Chinese geneticists hit a new milestone this year- welcoming the country’s first cloned cat "Garlic."
After the original Garlic died, his owner, Huang Yu, contacted a commercial cloning company- Sinogene. Based in Beijing, Sinogene is at the forefront of genetics and cloning.
How did they clone Garlic? They sent technicians to extract skin cells from the dead cat. Then, the DNA was infused into harvested eggs and implated into its surrogated mom. The new Garlic was born on July 21st.
Garlic (right) with his Surrogate Mom
Huang paid 35,000 USD for the opportunity to bring cloned Garlic home. Sinogene charges a bit more to clone a dog- around 53,000 USD. Apparently, dog eggs are more difficult to harvest.
While its a steep price to pay, Sinogene is betting that you can't put a price on life with your furry loved one. It also reflects a growing pet trend in Asia. The domestic pet market in China is worth an estimated 28.2 billion USD this year.
Since the first successful cloning of "Dolly the Sheep" in 1997, pet cloning has become a booming underground business. Actress Barbara Streisand famously announced last year that two of her dogs were clones.
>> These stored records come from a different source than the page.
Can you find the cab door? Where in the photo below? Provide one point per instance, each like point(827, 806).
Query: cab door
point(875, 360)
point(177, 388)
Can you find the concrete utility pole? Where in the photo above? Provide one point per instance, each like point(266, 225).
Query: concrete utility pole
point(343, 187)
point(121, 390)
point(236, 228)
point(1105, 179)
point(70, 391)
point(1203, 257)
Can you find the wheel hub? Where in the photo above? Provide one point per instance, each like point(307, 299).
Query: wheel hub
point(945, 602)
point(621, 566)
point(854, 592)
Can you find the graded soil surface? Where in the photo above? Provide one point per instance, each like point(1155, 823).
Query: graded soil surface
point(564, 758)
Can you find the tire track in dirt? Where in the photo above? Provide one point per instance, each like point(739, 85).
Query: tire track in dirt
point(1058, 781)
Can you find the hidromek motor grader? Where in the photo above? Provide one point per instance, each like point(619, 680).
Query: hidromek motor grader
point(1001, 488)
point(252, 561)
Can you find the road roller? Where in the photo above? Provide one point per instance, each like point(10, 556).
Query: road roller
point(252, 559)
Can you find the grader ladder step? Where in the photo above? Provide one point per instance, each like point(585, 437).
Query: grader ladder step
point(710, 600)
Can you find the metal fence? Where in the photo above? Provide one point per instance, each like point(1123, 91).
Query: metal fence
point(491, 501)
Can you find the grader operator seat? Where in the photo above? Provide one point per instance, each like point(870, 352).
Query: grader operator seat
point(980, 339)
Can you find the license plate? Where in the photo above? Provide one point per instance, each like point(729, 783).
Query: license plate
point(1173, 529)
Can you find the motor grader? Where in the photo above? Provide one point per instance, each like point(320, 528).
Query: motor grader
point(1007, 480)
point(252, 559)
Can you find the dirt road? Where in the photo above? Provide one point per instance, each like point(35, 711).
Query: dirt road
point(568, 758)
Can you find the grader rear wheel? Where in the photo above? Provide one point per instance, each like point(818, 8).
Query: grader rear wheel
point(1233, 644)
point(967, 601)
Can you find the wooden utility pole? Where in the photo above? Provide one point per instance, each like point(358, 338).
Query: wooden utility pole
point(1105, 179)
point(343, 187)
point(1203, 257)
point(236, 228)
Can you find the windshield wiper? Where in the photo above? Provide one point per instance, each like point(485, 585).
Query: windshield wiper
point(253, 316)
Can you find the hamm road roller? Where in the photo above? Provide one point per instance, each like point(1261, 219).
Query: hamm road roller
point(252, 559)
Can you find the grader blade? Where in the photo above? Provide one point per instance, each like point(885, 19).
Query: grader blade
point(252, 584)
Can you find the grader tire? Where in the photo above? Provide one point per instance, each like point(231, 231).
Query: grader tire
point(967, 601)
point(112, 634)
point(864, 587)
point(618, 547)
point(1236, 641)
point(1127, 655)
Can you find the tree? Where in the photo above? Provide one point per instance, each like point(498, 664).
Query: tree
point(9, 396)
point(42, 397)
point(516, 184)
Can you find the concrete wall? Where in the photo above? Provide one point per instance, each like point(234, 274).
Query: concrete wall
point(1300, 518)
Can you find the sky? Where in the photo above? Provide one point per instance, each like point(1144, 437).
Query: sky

China has become a leading nation in genetic research. A team of scientists were recently granted 2 million USD to study the use of the gene editing software CRISPR to develop a cure for HIV. They have also been on the forefront of discoveries regarding cloning. Chinese scientists first cloned a goat in 2000. Since then, they have also successfully cloned monkeys and bred dogs with super strength.
So will the future be full of superdogs? Mi Jidong, the head executive of Sinogene, said in a press conference earlier this month that the company’s goal is to use cloning to increase the populations of endangered animals. Endangered species like the giant panda and the south China tiger are next on their list.